Heaven's Prisoners (1996)

reviewed by
Gerald Tan


                              HEAVEN'S PRISONERS
                       A film review by Gerald Tan
                     Copyright 1996 The Flying Inkpot

Directed by: Phil Joanou Written by: Harley Peyton and Scott Frank based on the book by James Lee Burke Cast: Alec Baldwin (Dave Robicheaux), Mary Stuart Masterson (Robin Gaddis), Kelly Lynch (Annie Robicheaux), Teri Hatcher (Claudette Rocque), Eric Roberts (Bubba Rocque) Produced by: New Line CInema and Savoy Pictures Running Time: 132 minutes Rating: * out of *****

FUSSY DETECTIVE DRAMA DRAGS BUTT AROUND LOUISIANA
SWAMPS

First and foremost I think this movie comes to grief at the hands of the PG rating it's been given. For those of us who haven't read the James Lee Burke novel that HEAVEN'S PRISONERS is based on, do not rabidly go out and buy tickets to movies featuring the combined talents of Alec Baldwin and Eric Roberts, feel vaguely depressed by the notion of swamps, gangsters with Louisiana accents, plots, sub-plots, more plots, and well, really just want to see Teri Hatcher naked, this is one movie you're going to worry the price of admission over. Hopeful still? Well, let me share my moment of sheer panic, and then the cold enervation of the big let-down when a semi-robed Hatcher purrs to Alec Baldwin, "What do you think of my butterfly?". Butterfly?, I asked myself, What butterfly?! And then it hit me... the scene had been SNIPPED! DAMN YOU, GODLESS PG RATING, SHOW US HER BUTTERFLY!! WE WANT TO SEE THE GODDAMN BUTTERFLY!!! So... no naked Teri Hatcher. Forget about that. Okay? Now...

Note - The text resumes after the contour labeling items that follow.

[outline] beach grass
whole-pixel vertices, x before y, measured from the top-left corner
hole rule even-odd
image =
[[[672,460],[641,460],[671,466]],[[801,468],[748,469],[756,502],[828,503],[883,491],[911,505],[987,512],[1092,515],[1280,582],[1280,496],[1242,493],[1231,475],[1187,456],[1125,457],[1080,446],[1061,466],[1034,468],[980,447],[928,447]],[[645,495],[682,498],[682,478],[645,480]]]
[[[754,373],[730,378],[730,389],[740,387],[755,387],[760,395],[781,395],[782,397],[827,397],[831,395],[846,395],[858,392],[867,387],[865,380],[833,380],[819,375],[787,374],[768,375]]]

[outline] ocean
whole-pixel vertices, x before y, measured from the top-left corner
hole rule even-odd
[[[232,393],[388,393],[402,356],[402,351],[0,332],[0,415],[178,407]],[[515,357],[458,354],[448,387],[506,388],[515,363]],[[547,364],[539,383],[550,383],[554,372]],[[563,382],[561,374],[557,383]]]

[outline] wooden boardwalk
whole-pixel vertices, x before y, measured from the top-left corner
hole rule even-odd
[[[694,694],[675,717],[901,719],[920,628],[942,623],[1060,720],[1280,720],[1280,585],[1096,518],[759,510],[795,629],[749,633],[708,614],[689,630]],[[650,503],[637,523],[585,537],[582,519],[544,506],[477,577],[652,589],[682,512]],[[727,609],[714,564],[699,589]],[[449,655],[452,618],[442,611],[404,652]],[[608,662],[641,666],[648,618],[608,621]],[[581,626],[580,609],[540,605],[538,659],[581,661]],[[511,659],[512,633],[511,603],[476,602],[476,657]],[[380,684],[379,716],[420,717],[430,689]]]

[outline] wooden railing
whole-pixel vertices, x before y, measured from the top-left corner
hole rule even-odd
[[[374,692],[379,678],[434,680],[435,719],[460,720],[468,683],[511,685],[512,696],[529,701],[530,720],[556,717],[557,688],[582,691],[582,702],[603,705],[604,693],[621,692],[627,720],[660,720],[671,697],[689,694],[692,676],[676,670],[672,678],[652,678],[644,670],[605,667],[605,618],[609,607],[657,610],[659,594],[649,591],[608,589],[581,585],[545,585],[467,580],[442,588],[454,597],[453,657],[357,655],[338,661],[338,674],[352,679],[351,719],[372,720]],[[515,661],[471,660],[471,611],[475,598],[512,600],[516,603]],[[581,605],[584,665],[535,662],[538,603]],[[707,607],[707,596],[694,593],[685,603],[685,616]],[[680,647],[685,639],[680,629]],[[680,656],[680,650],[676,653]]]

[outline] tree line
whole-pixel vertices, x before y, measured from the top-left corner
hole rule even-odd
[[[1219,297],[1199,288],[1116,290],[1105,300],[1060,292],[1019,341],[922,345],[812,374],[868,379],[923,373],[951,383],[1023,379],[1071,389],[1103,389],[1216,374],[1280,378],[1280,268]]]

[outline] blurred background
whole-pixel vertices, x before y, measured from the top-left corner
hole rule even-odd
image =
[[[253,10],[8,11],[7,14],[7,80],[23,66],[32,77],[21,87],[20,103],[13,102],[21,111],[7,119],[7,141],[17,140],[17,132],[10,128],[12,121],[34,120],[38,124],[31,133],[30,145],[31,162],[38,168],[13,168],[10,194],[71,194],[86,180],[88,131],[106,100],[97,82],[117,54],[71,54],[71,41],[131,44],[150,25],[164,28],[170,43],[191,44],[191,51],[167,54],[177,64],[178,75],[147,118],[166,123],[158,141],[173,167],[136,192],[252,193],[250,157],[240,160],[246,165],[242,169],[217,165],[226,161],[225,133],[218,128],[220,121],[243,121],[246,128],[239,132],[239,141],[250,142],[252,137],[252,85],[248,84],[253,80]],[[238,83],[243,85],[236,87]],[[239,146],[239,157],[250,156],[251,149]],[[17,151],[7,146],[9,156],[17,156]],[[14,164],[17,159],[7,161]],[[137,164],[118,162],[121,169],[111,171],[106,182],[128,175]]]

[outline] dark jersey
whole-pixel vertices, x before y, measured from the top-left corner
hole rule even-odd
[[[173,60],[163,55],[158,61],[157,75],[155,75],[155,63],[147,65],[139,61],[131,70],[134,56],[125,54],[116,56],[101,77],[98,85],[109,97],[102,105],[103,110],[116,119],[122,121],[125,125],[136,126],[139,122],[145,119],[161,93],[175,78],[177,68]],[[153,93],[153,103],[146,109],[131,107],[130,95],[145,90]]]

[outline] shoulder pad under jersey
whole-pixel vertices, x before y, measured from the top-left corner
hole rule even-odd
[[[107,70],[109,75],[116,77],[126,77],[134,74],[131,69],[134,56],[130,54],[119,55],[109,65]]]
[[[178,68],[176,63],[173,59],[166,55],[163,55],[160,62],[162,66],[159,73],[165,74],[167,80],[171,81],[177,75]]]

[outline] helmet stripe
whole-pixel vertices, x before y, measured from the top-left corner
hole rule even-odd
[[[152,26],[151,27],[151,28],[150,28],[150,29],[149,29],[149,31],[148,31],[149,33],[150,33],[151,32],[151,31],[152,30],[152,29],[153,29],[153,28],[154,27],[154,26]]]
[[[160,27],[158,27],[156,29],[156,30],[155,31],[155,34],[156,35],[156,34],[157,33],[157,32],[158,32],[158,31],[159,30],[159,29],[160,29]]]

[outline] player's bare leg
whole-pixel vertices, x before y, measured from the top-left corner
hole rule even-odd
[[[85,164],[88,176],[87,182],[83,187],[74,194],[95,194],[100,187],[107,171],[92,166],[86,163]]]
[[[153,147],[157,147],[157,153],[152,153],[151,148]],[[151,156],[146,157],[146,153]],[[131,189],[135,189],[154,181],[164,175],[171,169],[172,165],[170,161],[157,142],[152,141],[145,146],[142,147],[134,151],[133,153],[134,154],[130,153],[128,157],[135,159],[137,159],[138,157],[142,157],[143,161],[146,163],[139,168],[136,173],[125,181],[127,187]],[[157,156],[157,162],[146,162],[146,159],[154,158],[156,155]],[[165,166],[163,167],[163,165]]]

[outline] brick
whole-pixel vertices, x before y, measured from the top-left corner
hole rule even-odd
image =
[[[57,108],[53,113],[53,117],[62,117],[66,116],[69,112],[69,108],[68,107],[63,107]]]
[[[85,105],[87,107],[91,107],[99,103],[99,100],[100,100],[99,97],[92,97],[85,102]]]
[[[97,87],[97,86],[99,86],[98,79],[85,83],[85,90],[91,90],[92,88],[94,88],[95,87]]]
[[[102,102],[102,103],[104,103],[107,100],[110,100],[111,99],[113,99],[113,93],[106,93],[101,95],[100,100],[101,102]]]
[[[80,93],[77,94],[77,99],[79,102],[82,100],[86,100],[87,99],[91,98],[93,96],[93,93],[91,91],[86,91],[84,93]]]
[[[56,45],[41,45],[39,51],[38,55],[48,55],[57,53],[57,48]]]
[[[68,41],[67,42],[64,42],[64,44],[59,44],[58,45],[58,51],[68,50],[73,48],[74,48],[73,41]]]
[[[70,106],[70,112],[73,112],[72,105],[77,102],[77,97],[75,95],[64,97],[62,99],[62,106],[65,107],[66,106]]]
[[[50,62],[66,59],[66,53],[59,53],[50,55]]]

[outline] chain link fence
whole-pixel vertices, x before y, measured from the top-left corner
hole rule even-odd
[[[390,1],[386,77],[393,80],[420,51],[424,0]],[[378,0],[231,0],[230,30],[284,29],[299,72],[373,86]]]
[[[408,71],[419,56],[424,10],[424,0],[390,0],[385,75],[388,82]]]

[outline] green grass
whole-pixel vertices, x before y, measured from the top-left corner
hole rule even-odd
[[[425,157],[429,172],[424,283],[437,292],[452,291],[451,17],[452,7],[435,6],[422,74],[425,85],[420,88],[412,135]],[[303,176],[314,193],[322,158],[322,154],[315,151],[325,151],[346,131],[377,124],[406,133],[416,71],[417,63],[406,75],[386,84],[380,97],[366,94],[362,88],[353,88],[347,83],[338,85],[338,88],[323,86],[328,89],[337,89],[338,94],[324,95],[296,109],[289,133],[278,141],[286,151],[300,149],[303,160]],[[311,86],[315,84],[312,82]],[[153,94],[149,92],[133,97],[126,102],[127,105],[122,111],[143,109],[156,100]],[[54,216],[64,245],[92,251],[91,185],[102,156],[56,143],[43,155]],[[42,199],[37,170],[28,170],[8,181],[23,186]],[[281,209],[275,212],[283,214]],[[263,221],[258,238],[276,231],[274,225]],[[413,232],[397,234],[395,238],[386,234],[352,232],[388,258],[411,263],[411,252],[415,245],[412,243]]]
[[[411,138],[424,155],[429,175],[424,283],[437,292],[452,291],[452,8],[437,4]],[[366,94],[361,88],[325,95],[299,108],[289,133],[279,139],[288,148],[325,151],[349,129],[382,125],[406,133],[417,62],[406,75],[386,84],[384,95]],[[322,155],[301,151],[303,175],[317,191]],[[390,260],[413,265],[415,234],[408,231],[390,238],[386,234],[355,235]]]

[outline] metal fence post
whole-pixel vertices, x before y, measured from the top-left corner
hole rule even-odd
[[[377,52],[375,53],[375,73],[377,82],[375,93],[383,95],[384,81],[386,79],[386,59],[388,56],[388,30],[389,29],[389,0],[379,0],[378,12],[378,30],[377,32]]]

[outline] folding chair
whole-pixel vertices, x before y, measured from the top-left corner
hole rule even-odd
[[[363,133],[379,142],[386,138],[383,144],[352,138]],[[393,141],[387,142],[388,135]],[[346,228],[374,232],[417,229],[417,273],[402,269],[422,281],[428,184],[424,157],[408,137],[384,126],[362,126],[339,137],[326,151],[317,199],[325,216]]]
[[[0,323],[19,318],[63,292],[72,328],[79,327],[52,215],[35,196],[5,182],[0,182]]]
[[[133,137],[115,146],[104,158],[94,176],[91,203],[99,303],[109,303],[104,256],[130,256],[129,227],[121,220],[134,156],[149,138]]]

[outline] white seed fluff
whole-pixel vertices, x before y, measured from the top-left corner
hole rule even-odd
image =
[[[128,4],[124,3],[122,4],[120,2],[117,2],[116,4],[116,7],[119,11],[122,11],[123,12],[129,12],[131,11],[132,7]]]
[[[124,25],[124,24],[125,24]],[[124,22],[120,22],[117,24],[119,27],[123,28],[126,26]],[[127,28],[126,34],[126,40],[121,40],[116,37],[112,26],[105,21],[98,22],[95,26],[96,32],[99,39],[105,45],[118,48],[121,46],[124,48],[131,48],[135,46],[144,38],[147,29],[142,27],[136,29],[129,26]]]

HEAVEN'S PRISONERS is about ex-alchoholic ex-cop Dave Robicheaux (Alec Baldwin) who's trying to discover life anew running a bait shop and boat hire business with his loving, down-to-earth wife Annie (Kelly Lynch). Everything dull, but hunky dory until a plane carrying illegal immigrants crashes almost ontop of the couple while they're on their boat. The plane nosedives into the water and sinks, but from its wreckage Robicheaux rescues a little pixie-faced Salvadoran girl whom he and his wife immediately decide to adopt. What they don't realise is that the plane's pilot was also a drug dealer, and that the plane had been sabotaged by the latter's erstwhile colleagues. When Robicheaux discovers this, he predictably, against the advice of his wife, a well-meaning DEA agent, and two gangsters who rough him up, begins 'poking his nose where it don't belong', we know that the man deserves all the misery he's going to get.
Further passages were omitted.